🧠 XAI-SOMs: Explainable AI using Self-Organizing Maps for Healthcare

Visualize, Understand & Validate Patient-Level Insights through Interpretable SOM-based AI Pipelines

Features • Installation • Usage • Documentation • Contributing

🌟 Overview

XAI-SOMs is a modular and interpretable healthcare analytics framework using Self-Organizing Maps (SOMs) combined with Explainable AI techniques.
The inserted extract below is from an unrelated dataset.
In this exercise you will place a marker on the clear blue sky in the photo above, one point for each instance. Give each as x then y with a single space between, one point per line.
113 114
It enables medical professionals and researchers to discover clinically coherent clusters, derive individual patient explanations, and validate the outputs using domain-driven constraints and visualizations.
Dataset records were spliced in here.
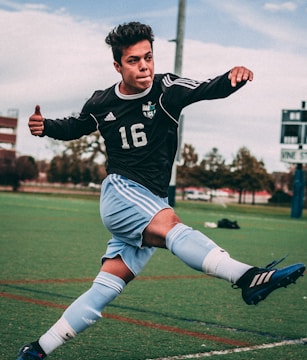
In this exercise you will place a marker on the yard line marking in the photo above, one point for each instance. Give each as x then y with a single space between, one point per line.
175 330
64 281
147 324
302 341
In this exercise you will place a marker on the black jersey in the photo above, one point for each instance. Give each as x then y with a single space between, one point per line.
140 130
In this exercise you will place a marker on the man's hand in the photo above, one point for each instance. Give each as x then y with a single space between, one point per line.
36 122
238 74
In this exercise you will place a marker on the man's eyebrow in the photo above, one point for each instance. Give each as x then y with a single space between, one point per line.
138 56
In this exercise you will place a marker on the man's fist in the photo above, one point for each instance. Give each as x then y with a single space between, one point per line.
238 74
36 122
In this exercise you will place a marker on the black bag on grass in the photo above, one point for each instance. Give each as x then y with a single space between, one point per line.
227 224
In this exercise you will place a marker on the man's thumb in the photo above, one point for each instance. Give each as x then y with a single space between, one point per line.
38 110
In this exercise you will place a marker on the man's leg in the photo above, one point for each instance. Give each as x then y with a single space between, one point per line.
201 253
85 310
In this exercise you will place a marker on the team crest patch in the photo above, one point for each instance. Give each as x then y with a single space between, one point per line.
149 110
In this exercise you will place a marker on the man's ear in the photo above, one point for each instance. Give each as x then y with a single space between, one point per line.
117 66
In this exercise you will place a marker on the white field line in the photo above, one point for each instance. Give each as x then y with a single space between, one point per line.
235 350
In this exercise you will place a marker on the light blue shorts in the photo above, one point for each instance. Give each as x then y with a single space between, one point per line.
126 208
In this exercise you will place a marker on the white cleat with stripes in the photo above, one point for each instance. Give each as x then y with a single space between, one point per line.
258 283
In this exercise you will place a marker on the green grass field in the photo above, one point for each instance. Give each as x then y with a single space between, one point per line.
50 251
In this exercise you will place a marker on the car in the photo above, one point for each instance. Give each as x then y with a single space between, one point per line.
197 195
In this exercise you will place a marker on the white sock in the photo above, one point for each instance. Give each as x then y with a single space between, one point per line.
218 263
56 336
83 312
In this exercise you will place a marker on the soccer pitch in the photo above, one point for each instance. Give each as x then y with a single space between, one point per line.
50 252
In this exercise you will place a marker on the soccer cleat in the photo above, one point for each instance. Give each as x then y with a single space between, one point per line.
258 283
30 352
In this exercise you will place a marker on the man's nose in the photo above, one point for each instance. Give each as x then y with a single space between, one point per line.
143 65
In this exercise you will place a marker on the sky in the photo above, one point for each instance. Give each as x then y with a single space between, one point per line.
53 54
Built with scalability and real-world deployment in mind, this system supports regulatory reporting, clinical decision dashboards, and interactive data explorations for transparent medical AI.

📚 Dataset - Diabetes Data Set

📎 Source: Diabetes Data Set – Kaggle

The Diabetes Data Set is a structured medical dataset containing information on diabetes diagnoses and related features. It is commonly used for binary classification tasks in healthcare ML systems to predict the presence or absence of diabetes.

📁 Dataset Highlights:

Total Records: 1,015 patient records
Type: Tabular (Structured)
Task: Binary Classification — Diabetes (Positive/Negative)

✅ Why This Dataset?

Rich in biomedical indicators that affect diabetes.
Ideal for unsupervised learning tasks like Self-Organizing Maps (SOMs) to visualize and cluster patient patterns.
Suitable for XAI (Explainable AI) methods for interpreting model decisions in healthcare.
Balanced and clean, making it suitable for both beginners and research projects.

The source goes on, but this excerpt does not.